Again, thanks for the suggestion and for future readers I really recommend reading up on this as it does make a lot of sense when it finally clicks

it seems you have more than one problem with your approach:

• you use additional list to store visited nodes. While this is not that bad, this problem can be solved with O(1) additional memory, i.e. you do not need to store every visited node anywhere. You are right that you need to loop through all the nodes, but it does not mean that you need to remember every of them.
• whats worse, you use a linear list as your container, and perform linear lookup on it. this is bad, and its the cause of your timeouts here. if you are going to use additional storage (which you don't have to), use something with more efficient lookup.
• nodes indeed do not have any associated value, but its not necessary. reference equality is all whats needed.

I suggest doing some more research (i.e. googling) and looking for some loop detection algorithms. you will definitely find something.

C#

Im stopping for now as obviously Im missing something. My tests pass but I get a time out at the actual attempt. I'm using a single linear loop to go through all of the nodes, adding them to a List and checking if the current node I am at is present in the list. If present, It means I have looped through all of them, so then I just return the count - the index of the current node.
I guess it should have a simpler solution judging by some of the comments in the Discussion but Im stuck for now, will come back to it later. I dont really see how you can figure this out without looping through all the nodes, because you only have node.next, and nothing else to indicate what text or something this node has (Judging by the image, they should have some text in them), I tried using the node itself, text, Text, GetText, value, Value, but none seem to give me any values. I also tried using reflection to print out the properties and also got only .next.

Nice Kata ;)

Using Ruby.

#use this if you want to create your code on you computer the class of the node is in the description

The the Node class is not in the description.
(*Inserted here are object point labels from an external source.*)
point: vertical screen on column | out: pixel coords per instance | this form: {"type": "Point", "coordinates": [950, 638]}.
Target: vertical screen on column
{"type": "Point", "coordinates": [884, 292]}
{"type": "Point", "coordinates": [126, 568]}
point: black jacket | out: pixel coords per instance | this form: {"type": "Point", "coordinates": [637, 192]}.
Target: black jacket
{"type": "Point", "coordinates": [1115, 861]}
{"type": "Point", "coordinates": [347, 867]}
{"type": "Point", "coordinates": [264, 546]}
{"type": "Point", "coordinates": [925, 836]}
When running "Test", I get an unexpected error:

Response received but no data was written to STDOUT or STDERR.

Even when I tried with a very simple solution that's wrong but should not "break":

def loop_size(node)
  puts "Hello"
  0
end

Rust translation ready for review. Fyi, I used the arena pattern because not leaking memory in reference cycles is really hard in a non garbage collected language.

great explanation, thank you very much! Learned a lot of those tiny sentances.

You cannot get the end of the list, because there's no end. Nodes are connected in a loop, and there's no last node.

The fact that nodes are pointed by reference is helpful though. you can still compare references for equality, so node1 == node2 will be true if both variables point to the same instance of a node. You can use this fact to find the loop.

hi, if I dont have the last element in the LinkedList (None) how can I solve this, any hints woyld be great.
becuse we cant work wih node.value I will always get a prepended object (memeoryreference) wich dont give much.
node will always show memoryreference and it will consider anything else but None, so how can I get the end of the linkedList? any hints?.
should I recursive this?

You have a node.setNext method that you didn't even mention in the description of this Kata. This is obviously crucial in solving this.

No, it's not. setNext is an implementation detail and not a part of the interface. getNext( ) is all you need to solve the kata.

The description explicitly states:

Note: do NOT mutate the nodes!

You do not need node.setNext() nor should you use it. The only part of the interface that you need is mentioned in the description: node.next.

Cheers.

There needs to be more of a description here than just briefly mentioning the two methods added as properties on the 'node' object argument. I have to console log just to clarify everything for myself. You have a node.setNext method that you didn't even mention in the description of this Kata. This is obviously crucial in solving this. Please update the description to include a clear picture of what your passing into the function as an argument.

You got it though, congratulations!

I was storing each of the nodes and then iterating through the node list to find a repeat. I had to google other algorithms to use because iterating through a massive list to find a revisted node was taking too long. I wouldn't say "it's as simple as that." I understand that you need to find the first revisted node... but HOW you quickly find the first revisited node is the crux of the problem that I couldn't discover completely on my own without google algorithm help.